Postgres ARRAY indices are being turned into bound params unless they're wrapped in db.text()

Issue #3615 resolved
Jeff Widman created an issue

I'm accessing a Postgres ARRAY, and I'm hitting behavior that I suspect is a bug. I'm not sure whether the problem is with SQLAlchemy or psycopg2.

Whenever I try to pass an array index, it gets turned into a bound param (causing an error) unless I wrap the integer in db.text().

For example, see the SQLAlchemy query in this blog post: http://www.jeffwidman.com/blog/881/building-a-postgresql-recursive-cte-in-sqlalchemy/

There are three lines that include db.text(), and in each case, I think the query should work by just passing a normal integer.

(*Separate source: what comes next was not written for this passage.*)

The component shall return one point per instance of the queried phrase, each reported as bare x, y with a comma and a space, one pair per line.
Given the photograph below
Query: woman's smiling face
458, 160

Above each line that uses db.text() is a commented out version of what I think the correct syntax should be, followed by what the working version is.

This isn't blocking me in the least, so it's not a big deal. I just noticed it, and decided to report because I really appreciate the code quality of SQLAlchemy.

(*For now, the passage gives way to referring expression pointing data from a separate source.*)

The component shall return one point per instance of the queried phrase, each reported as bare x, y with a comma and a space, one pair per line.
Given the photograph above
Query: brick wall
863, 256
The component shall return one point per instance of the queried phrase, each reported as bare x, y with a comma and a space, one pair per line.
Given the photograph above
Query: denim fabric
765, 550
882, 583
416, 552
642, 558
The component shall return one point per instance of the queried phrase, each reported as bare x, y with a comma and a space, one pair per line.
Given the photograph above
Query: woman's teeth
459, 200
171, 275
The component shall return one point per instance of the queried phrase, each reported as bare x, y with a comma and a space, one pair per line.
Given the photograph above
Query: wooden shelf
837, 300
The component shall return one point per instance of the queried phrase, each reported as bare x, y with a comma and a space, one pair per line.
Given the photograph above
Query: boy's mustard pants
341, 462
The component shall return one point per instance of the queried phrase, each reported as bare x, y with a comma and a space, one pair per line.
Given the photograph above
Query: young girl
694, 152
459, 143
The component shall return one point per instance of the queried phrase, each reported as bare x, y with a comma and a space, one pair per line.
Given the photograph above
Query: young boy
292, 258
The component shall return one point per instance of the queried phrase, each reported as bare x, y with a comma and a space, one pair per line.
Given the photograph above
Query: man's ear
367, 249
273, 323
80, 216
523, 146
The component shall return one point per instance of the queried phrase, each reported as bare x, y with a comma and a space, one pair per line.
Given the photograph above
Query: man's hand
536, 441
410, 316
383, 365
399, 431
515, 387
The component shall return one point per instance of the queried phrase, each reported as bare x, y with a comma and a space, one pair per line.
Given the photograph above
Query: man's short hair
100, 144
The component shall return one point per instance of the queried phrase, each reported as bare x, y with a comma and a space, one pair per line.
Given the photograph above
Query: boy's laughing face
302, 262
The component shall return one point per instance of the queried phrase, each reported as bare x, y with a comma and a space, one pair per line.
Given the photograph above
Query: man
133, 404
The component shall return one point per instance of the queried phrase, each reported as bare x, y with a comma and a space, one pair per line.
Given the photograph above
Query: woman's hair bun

If you need info for debugging, let me know. I'm happy to help, although not sure I understand the intricacies of SQLAlchemy well enough to submit a PR unless the problem is fairly simple.

Thanks again for all your hard work on this library.

Comments (10)

  1. Mike Bayer repo owner

    so, array indexes are literal so must be sent as bound parameters unless there are definite driver issues. We obviously have a wide variety of tests which exercise this, for example:

    py.test test/dialect/postgresql/test_types.py  --db postgresql -k test_array_index_slice_exprs -s --log-debug=sqlalchemy.engine
    

    here's some segments of the debug output (this is round trips through psycopg2):

    #!
    
    INFO:sqlalchemy.engine.base.Engine:SELECT (ARRAY[%(param_1)s, %(param_2)s, %(param_3)s, %(param_4)s])[%(param_5)s:%(param_6)s] AS anon_1
    INFO:sqlalchemy.engine.base.Engine:{'param_5': 2, 'param_4': 4, 'param_6': 3, 'param_1': 1, 'param_3': 3, 'param_2': 2}
    DEBUG:sqlalchemy.engine.base.Engine:Col ('anon_1',)
    DEBUG:sqlalchemy.engine.base.Engine:Row ([2, 3],)
    INFO:sqlalchemy.engine.base.Engine:SELECT (ARRAY[%(param_1)s, %(param_2)s, %(param_3)s, %(param_4)s])[%(param_5)s] AS anon_1
    INFO:sqlalchemy.engine.base.Engine:{'param_5': 2, 'param_4': 4, 'param_1': 1, 'param_3': 3, 'param_2': 2}
    DEBUG:sqlalchemy.engine.base.Engine:Col ('anon_1',)
    DEBUG:sqlalchemy.engine.base.Engine:Row (2,)
    INFO:sqlalchemy.engine.base.Engine:SELECT (ARRAY[%(param_1)s, %(param_2)s] || ARRAY[%(param_3)s, %(param_4)s])[%(param_5)s:%(param_6)s] AS anon_1
    INFO:sqlalchemy.engine.base.Engine:{'param_5': 2, 'param_4': 4, 'param_6': 3, 'param_1': 1, 'param_3': 3, 'param_2': 2}
    DEBUG:sqlalchemy.engine.base.Engine:Col ('anon_1',)
    DEBUG:sqlalchemy.engine.base.Engine:Row ([2, 3],)
    INFO:sqlalchemy.engine.base.Engine:SELECT ARRAY[%(param_1)s, %(param_2)s] || (ARRAY[%(param_3)s, %(param_4)s])[%(param_5)s:%(param_6)s] AS anon_1
    INFO:sqlalchemy.engine.base.Engine:{'param_5': 2, 'param_4': 4, 'param_6': 3, 'param_1': 1, 'param_3': 3, 'param_2': 2}
    DEBUG:sqlalchemy.engine.base.Engine:Col ('anon_1',)
    DEBUG:sqlalchemy.engine.base.Engine:Row ([1, 2, 4],)
    INFO:sqlalchemy.engine.base.Engine:SELECT (ARRAY[%(param_1)s, %(param_2)s])[%(param_3)s:%(param_4)s] || ARRAY[%(param_5)s, %(param_6)s] AS anon_1
    INFO:sqlalchemy.engine.base.Engine:{'param_5': 3, 'param_4': 3, 'param_6': 4, 'param_1': 1, 'param_3': 2, 'param_2': 2}
    DEBUG:sqlalchemy.engine.base.Engine:Col ('anon_1',)
    DEBUG:sqlalchemy.engine.base.Engine:Row ([2, 3, 4],)
    INFO:sqlalchemy.engine.base.Engine:SELECT (array_cat(ARRAY[%(param_1)s, %(param_2)s, %(param_3)s], ARRAY[%(param_4)s, %(param_5)s, %(param_6)s]))[%(param_7)s:%(param_8)s] AS anon_1
    INFO:sqlalchemy.engine.base.Engine:{'param_8': 5, 'param_5': 5, 'param_4': 4, 'param_7': 2, 'param_6': 6, 'param_1': 1, 'param_3': 3, 'param_2': 2}
    

    at the very least, when you say something like "causing an error", always put what error you're getting! thanks

  2. Jeff Widman reporter

    My apologies--I can't believe I forgot the error message.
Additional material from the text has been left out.